L.B : Au niveau du jeu, je trouve que c’est plutôt ressemblant. Emmen, comme 90 % des clubs néerlandais, essaye de jouer au ballon et de proposer un vrai projet de jeu offensivement. Donc tactiquement et techniquement, c’est vraiment très bon aux Pays-Bas. Par contre, en France, on joue aussi au ballon évidemment, mais c’est bien plus physique qu’ici (NDLR : aux Pays-Bas) par exemple. Aux Pays-Bas, on insiste énormément sur l’aspect technique de chaque joueur.

Comme tant d’autres jeunes du centre de formation du PSG, tu n’as pas su faire ta place chez les professionnels.
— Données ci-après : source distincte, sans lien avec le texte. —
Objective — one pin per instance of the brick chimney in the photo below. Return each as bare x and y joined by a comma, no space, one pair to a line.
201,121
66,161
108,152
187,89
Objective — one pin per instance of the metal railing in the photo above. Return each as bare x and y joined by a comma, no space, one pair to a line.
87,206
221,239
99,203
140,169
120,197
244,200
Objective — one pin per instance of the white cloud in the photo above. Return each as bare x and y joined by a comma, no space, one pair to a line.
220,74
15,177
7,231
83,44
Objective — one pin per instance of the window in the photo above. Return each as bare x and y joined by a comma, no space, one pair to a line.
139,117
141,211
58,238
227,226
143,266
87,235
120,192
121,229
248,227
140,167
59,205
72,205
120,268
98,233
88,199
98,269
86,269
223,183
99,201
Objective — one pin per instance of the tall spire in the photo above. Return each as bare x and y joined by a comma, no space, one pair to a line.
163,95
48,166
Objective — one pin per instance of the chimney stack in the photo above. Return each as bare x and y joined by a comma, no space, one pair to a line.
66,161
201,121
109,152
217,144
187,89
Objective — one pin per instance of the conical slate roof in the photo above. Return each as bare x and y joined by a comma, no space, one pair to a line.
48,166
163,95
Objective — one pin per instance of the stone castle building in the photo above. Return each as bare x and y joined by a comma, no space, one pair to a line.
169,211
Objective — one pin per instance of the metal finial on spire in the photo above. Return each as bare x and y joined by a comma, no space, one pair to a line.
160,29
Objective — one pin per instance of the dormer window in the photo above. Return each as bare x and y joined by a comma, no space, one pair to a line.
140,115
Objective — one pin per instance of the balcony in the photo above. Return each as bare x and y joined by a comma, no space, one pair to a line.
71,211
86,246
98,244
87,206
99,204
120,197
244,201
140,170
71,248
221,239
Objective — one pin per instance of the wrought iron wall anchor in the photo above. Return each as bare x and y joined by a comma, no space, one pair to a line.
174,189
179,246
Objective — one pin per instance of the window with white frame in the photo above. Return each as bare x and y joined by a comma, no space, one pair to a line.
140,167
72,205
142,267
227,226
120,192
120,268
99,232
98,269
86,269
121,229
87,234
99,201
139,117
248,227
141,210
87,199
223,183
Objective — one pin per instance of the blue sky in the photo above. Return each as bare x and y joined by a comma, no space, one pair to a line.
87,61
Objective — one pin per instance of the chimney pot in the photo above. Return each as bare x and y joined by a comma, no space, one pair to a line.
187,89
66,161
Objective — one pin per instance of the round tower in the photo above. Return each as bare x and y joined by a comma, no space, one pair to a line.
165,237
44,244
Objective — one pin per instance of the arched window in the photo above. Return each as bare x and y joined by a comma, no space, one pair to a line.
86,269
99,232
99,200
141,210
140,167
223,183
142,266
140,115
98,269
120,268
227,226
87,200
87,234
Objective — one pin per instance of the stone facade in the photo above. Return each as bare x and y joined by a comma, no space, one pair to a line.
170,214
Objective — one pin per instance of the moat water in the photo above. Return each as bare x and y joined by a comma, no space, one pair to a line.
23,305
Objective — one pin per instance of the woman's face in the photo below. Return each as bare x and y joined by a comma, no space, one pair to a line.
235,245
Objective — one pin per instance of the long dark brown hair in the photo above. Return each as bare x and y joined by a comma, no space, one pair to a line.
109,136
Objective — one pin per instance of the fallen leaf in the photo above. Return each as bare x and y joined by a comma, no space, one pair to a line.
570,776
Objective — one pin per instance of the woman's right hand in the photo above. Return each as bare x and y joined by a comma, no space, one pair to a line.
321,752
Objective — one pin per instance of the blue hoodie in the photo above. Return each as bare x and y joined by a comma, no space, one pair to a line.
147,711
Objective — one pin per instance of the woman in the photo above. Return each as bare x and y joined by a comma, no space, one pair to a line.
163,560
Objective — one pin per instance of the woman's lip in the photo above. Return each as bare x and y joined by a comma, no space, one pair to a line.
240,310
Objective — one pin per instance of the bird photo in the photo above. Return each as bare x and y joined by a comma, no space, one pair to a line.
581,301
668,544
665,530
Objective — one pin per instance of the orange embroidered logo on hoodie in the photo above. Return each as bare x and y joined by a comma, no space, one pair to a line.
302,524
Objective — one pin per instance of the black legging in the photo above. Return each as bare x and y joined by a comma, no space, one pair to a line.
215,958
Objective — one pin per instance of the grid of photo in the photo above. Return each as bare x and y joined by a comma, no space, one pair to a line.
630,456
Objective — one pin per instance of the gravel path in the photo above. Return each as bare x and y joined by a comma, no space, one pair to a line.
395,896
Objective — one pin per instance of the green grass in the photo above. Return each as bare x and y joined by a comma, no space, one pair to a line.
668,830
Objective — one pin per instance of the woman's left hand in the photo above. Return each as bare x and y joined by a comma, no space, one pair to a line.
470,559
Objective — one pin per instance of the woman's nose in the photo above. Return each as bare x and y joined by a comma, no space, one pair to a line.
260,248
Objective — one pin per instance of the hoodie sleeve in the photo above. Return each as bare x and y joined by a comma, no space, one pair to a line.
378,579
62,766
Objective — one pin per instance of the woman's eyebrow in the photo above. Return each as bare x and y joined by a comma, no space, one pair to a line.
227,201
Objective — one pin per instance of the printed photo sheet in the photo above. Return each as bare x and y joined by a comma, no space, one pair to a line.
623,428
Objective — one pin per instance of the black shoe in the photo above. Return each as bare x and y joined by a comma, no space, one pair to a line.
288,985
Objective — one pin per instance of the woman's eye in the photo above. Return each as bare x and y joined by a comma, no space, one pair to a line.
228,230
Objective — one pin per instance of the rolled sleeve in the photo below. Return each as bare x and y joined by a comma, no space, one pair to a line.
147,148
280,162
Comment expliques-tu cette difficulté qu’ont certains titis à passer ce cap si symbolique aujourd’hui ?

L.B : Pour moi, le principal problème pour les Titis est que l’effectif est impressionnant, avec des stars à chaque ligne et beaucoup d’internationaux. Ensuite, il y a toujours 2-3 joueurs par génération qui émergent, mais qui, finalement, n’ont pas ou très peu de temps de jeu. Donc, ils se retrouvent obligés de faire des choix de carrière osés pour partir et tenter de percer ailleurs. S’il y a des clauses de rachat, comme pour Xavi Simons au PSV, ça peut être pas mal. Mais sinon, c’est très compliqué.

Pour finir, à 22 ans, tu as encore tout l’avenir devant toi. Qu’ambitionnes-tu pour la suite de ta carrière ?

L.B : J’aimerais bien retourner en France, mais je ne sais pas du tout quand, ni où. Pour les autres championnats, pourquoi pas l’Espagne et l’Allemagne qui ont des styles de jeu qui me conviennent plutôt bien. J’aime aussi la Premier League, mais je ne pense pas que j’aie un profil adapté pour aller là-bas. Mais aux Pays-Bas, je me sens très bien, donc je pourrai y rester encore longtemps sans problème. Emmen est assez loin de tout dans le pays, donc c’est paisible et tranquille, ça me convient parfaitement.